それにしても、時々思うんだ、もう少し改革をやっててもよかったんじやないかーー時間があったら。何でもかでも変えるとか根本的に変えるとかというんじゃない。それは必要ない。しかし、たとえばこの番号制だ。連中を名前で呼んだ方がずっと簡単じやないか。そうすれば、混乱が生じることもない。つまるところ、連中は犯罪者ではない。ただ助けを必要とする人間であるというだけだ、そこで私達はその助けを、ああしてみたりこうしてみたり、精一杯智恵を働かせて、精一杯頭を使って、何とか与えようとする、連中が信頼の念を恢復するように、そう、自己に対する信頼の念、他者に対する信頼の念、それから……世間に対する信頼の念を。いいかね。つまるところ、連中は一人残らず本省のお墨つきを貰ってやって来たんだ。どこにでもいる馬の……その……:ああ……骨じゃない。

   彼は言葉を切って考えこむ。

時々思うんだ、連中は面白くないんじゃないかな……少しばかり……年中、番号で呼ばれるのは。ここへ来て二、三年たっと、忘れてしまうやつも出て来る人じやないか、父親がつけてくれた名前を。それとも、母親か。

   

この施設の目的の一つは、一人残らず連中に自信をつけさせるところにある、そう、その自信がつけば、いつの日か、「私の名はガビンズ」と、たとえばそう言えるようになるわけだ。
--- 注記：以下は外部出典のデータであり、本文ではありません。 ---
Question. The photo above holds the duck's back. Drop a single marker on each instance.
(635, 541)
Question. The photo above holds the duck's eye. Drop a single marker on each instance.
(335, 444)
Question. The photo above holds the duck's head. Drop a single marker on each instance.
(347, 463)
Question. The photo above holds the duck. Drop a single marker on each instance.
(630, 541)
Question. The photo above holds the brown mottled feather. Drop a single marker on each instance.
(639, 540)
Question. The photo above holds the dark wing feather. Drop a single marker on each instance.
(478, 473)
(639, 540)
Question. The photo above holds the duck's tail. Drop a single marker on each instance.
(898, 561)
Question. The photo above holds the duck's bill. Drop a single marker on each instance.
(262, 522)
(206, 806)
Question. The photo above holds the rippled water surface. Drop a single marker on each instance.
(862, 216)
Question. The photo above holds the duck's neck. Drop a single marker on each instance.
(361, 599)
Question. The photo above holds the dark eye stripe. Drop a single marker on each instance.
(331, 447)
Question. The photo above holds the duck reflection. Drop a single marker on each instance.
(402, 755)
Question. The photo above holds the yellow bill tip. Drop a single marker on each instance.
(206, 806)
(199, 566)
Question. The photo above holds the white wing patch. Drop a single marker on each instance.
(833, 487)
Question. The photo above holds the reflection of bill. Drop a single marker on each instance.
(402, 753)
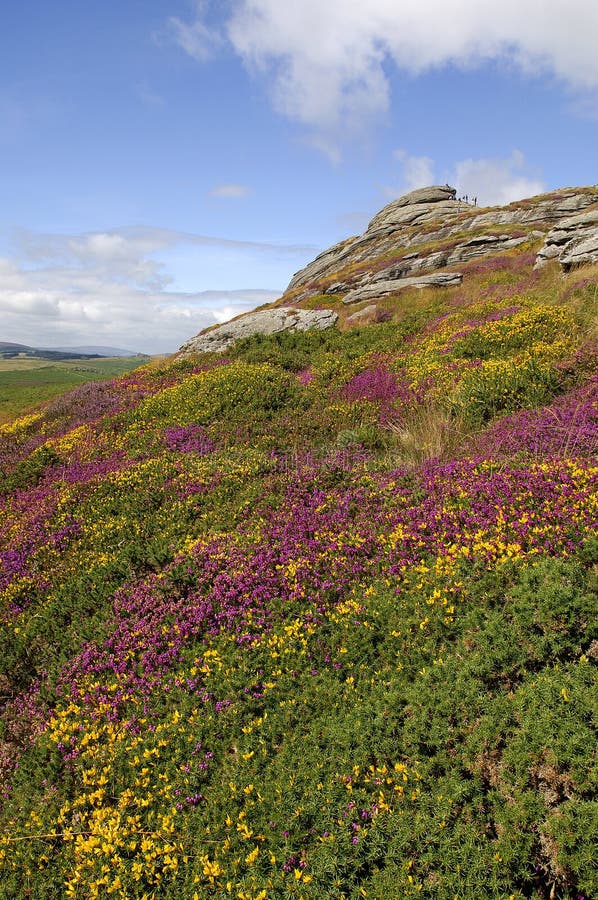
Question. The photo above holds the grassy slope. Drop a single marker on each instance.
(317, 621)
(27, 383)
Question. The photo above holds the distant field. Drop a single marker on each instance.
(26, 384)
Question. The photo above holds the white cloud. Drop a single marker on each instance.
(111, 288)
(230, 191)
(416, 172)
(497, 181)
(196, 38)
(324, 63)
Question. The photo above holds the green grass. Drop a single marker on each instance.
(26, 384)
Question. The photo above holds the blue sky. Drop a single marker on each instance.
(169, 163)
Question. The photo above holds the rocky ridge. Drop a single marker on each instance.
(429, 229)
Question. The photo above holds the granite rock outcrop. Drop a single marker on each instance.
(267, 321)
(429, 229)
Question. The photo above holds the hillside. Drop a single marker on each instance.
(313, 616)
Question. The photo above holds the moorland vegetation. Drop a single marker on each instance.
(314, 617)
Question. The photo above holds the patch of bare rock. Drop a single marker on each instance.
(573, 241)
(267, 321)
(380, 288)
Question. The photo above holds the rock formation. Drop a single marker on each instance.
(379, 288)
(429, 229)
(416, 242)
(573, 241)
(267, 321)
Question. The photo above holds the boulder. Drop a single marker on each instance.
(573, 241)
(381, 288)
(361, 314)
(267, 321)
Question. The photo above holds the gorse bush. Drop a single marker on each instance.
(312, 620)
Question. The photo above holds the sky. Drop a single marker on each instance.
(168, 164)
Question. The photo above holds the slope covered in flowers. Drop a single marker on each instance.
(315, 619)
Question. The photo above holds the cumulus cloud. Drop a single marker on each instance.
(416, 171)
(495, 182)
(195, 37)
(111, 288)
(230, 191)
(324, 63)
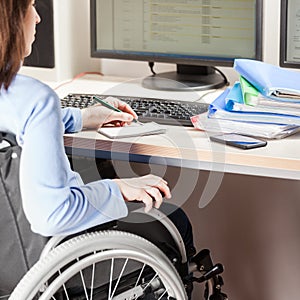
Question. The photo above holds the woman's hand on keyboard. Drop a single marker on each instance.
(149, 189)
(98, 115)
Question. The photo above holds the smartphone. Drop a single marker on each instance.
(239, 141)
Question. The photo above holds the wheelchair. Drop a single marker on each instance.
(140, 257)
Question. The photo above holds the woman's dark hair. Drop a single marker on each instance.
(12, 42)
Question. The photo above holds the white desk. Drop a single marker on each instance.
(180, 147)
(250, 223)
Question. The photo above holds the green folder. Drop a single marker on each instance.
(250, 93)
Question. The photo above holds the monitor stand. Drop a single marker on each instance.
(187, 78)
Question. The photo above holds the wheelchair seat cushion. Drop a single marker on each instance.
(20, 247)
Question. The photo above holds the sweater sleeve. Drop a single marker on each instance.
(55, 200)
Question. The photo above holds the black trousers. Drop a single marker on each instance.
(92, 169)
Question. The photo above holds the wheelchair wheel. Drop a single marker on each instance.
(111, 265)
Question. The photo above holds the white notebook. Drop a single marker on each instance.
(135, 129)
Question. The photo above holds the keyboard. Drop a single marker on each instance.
(161, 111)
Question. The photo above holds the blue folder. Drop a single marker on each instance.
(220, 109)
(270, 80)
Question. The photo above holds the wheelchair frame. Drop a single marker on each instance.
(156, 274)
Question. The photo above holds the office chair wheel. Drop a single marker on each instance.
(130, 268)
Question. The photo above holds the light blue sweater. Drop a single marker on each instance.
(55, 200)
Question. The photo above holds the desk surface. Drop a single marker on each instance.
(181, 147)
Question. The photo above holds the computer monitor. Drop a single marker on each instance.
(290, 34)
(196, 35)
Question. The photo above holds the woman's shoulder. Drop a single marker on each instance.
(30, 83)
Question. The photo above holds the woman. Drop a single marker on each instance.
(55, 200)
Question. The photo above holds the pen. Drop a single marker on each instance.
(106, 104)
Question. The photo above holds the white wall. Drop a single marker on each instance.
(72, 45)
(72, 42)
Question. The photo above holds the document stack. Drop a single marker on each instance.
(265, 102)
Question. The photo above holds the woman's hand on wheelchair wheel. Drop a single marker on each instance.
(149, 189)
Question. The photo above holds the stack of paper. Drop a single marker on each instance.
(265, 103)
(135, 129)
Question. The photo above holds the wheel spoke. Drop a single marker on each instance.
(119, 278)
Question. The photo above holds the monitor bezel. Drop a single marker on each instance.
(200, 61)
(283, 62)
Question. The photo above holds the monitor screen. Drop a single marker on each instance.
(290, 34)
(196, 35)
簡単には行かない、簡単には行かないよ、それは、しかし、いつもいつも五二四四号と呼ばれてたんじや、一層むずかしくなる、そうだろう?私たちは連中の名前を忘れ、連中は自分たちの名前を忘れる。時々思うんだがね、これが正しいやり方なんだろうか。(彼は机に向って坐る)
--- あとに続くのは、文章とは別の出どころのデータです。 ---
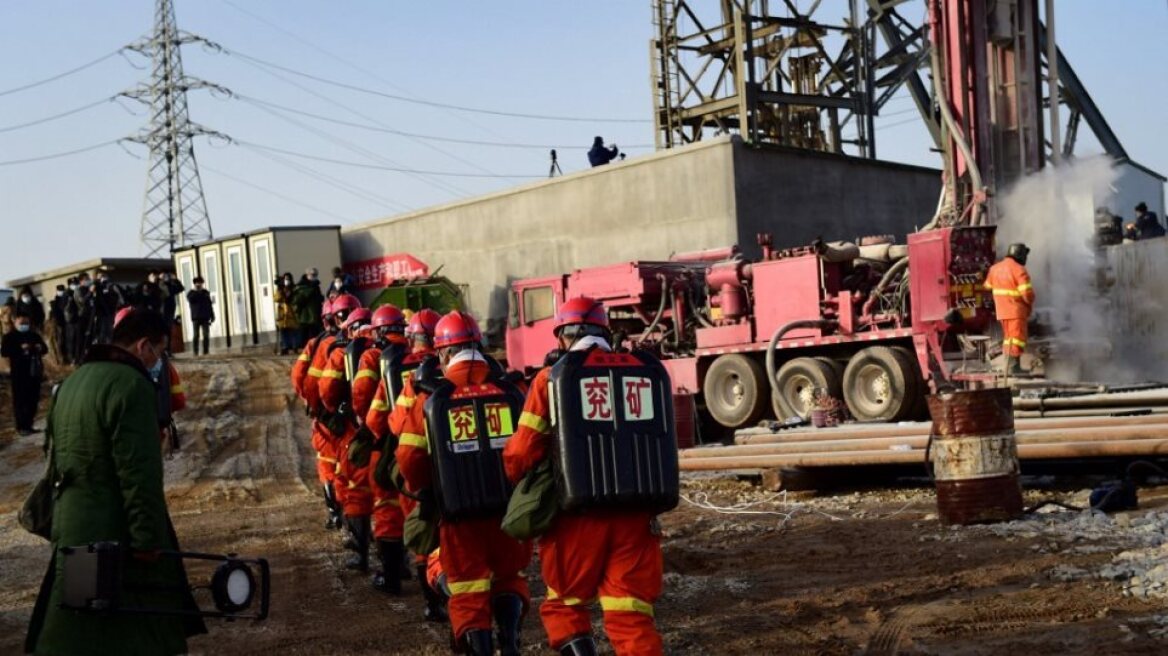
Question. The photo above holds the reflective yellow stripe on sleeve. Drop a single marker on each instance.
(414, 439)
(626, 604)
(468, 587)
(534, 421)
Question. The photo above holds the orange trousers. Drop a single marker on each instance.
(610, 556)
(1014, 335)
(357, 497)
(480, 562)
(387, 507)
(326, 454)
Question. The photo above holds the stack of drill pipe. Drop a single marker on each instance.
(903, 445)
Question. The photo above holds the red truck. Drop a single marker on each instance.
(877, 325)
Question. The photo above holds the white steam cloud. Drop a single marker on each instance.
(1052, 213)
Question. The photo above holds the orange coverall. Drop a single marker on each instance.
(1013, 302)
(607, 555)
(334, 390)
(310, 391)
(479, 559)
(367, 388)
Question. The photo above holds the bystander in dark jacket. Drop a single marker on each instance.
(25, 350)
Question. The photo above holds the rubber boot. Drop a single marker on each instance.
(478, 642)
(436, 606)
(508, 612)
(390, 552)
(334, 511)
(362, 531)
(578, 646)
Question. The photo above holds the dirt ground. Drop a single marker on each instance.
(748, 571)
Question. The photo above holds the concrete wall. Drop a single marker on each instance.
(798, 196)
(710, 194)
(645, 208)
(1139, 299)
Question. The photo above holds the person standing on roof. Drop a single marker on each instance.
(1013, 302)
(599, 155)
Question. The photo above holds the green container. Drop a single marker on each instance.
(438, 293)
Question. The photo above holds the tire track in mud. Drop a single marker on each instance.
(243, 438)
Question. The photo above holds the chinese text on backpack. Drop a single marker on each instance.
(613, 438)
(467, 428)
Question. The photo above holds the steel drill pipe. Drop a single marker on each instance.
(1052, 435)
(923, 428)
(1123, 448)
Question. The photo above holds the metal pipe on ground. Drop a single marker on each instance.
(1123, 448)
(924, 427)
(1054, 435)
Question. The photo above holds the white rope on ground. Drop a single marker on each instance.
(701, 500)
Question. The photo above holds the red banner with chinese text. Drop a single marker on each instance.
(380, 272)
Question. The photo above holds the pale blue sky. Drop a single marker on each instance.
(533, 56)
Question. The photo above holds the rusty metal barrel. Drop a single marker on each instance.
(974, 455)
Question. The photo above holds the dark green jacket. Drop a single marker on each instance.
(306, 301)
(109, 459)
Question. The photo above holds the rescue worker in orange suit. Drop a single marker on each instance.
(614, 556)
(484, 565)
(341, 426)
(1013, 302)
(389, 328)
(419, 332)
(326, 449)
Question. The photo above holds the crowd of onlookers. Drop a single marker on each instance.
(298, 305)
 ト書きに(間)と間を指定するのも、実に効果的に思える。
 こうした心底を持ち、意図的にか、偶然にか、トップを任されたルートは、収容者の謎の死や女性をめぐる妊娠事件や、自らの女性への思いなど、様々な「事件」に直面し、最後は、収容者もろとも「粛清」される。その最後のメリークリスマスの「温和」な所内放送は、なぜか空虚に、またアイロニカルな響きを感じるのは、私だけだろうか?